Paul Kidd is a comic book writer, and it shows. The author doesn't spend a lot of time establishing mood, or world-building, or even using depth in his characterization. He concentrates on action and witty banter, like the game the book is drawn from.
The characters are mildly archetypical, with vague and unrealistic motivation; the villains are of the Trying To Take Over The World and Insane Wizard With A Plan varieties, and there's even commentary from characters internal to the story parodying the aspects of "heroism" found in everyone's earliest stabs at playing the game. There are humorous moments related to the plot, but some of the tropes of gaming itself are the butt of the joke in a number of scenes.
The characters unashamedly spout anachronisms at every turn-- you can almost see the players pausing between handfuls of Cheetos to rattle off a modern idiom or two.

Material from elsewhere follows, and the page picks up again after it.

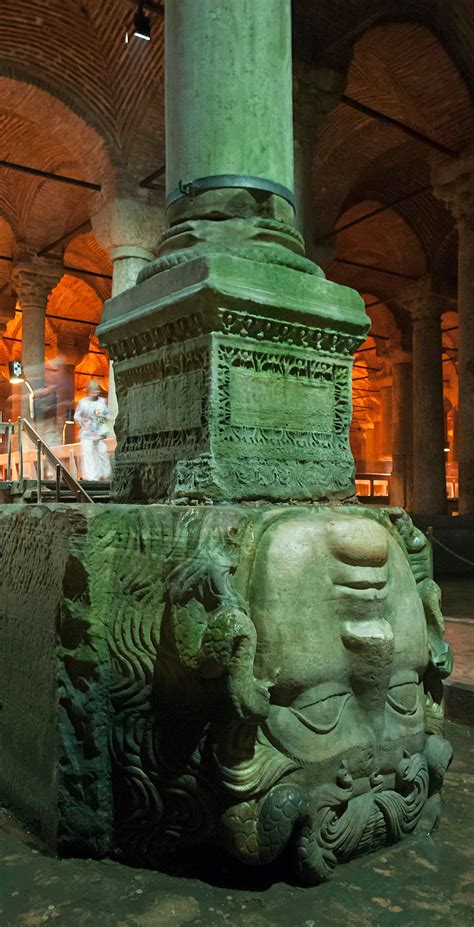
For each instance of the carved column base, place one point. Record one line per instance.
(233, 378)
(255, 678)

The faerie is like something out of a Boris Vallejo ilLUSTration: there's a point where the word "naked" is used to describe her condition twice in a matter of about five sentences. When she's not nude, she's busy trying to assemble an outfit which is as suggestive as is possible for an adolescent male to imagine-- which is the whole point of the joke, obviously.
The book adamantly refuses to apologize for its lack of modern fantasy acoutrements such as rich motivations and character complexity... and bludgeons its way through to win your heart regardless. If you seek serious fantasy fare, or mindless Dragonlance drivel, look elsewhere.

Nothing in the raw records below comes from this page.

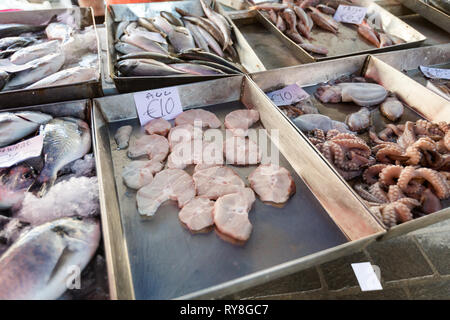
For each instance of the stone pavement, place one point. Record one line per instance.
(413, 266)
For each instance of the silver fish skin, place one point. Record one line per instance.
(145, 67)
(143, 42)
(181, 39)
(198, 38)
(66, 76)
(196, 69)
(65, 140)
(39, 69)
(57, 246)
(15, 127)
(126, 48)
(34, 52)
(212, 43)
(164, 58)
(220, 22)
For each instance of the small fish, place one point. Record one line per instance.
(33, 52)
(220, 22)
(181, 39)
(280, 23)
(165, 58)
(65, 140)
(141, 41)
(323, 21)
(57, 245)
(171, 18)
(120, 29)
(38, 69)
(67, 76)
(369, 34)
(196, 69)
(14, 127)
(14, 182)
(127, 48)
(314, 48)
(145, 67)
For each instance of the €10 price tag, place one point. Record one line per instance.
(159, 103)
(350, 14)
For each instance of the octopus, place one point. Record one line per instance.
(347, 152)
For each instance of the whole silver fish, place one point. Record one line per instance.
(65, 140)
(37, 265)
(145, 67)
(220, 22)
(127, 48)
(164, 58)
(198, 38)
(196, 69)
(181, 39)
(143, 42)
(14, 127)
(38, 69)
(33, 52)
(67, 76)
(171, 18)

This book is beer and pretzels-type fare, with all the swashbuckling and lack of seriousness that implies... but unless I miss my mark, Paul Kidd has also embedded the book with some serious commentary on the D&D game itself, and how it has evolved in the years since its infancy.
In fact, unless I'm ascribing more genius to the work than Kidd intended, the book acts as a deconstruction of legacy D&D campaigns and even the modern angst-ridden White Wolf-style gaming heroes... and it works!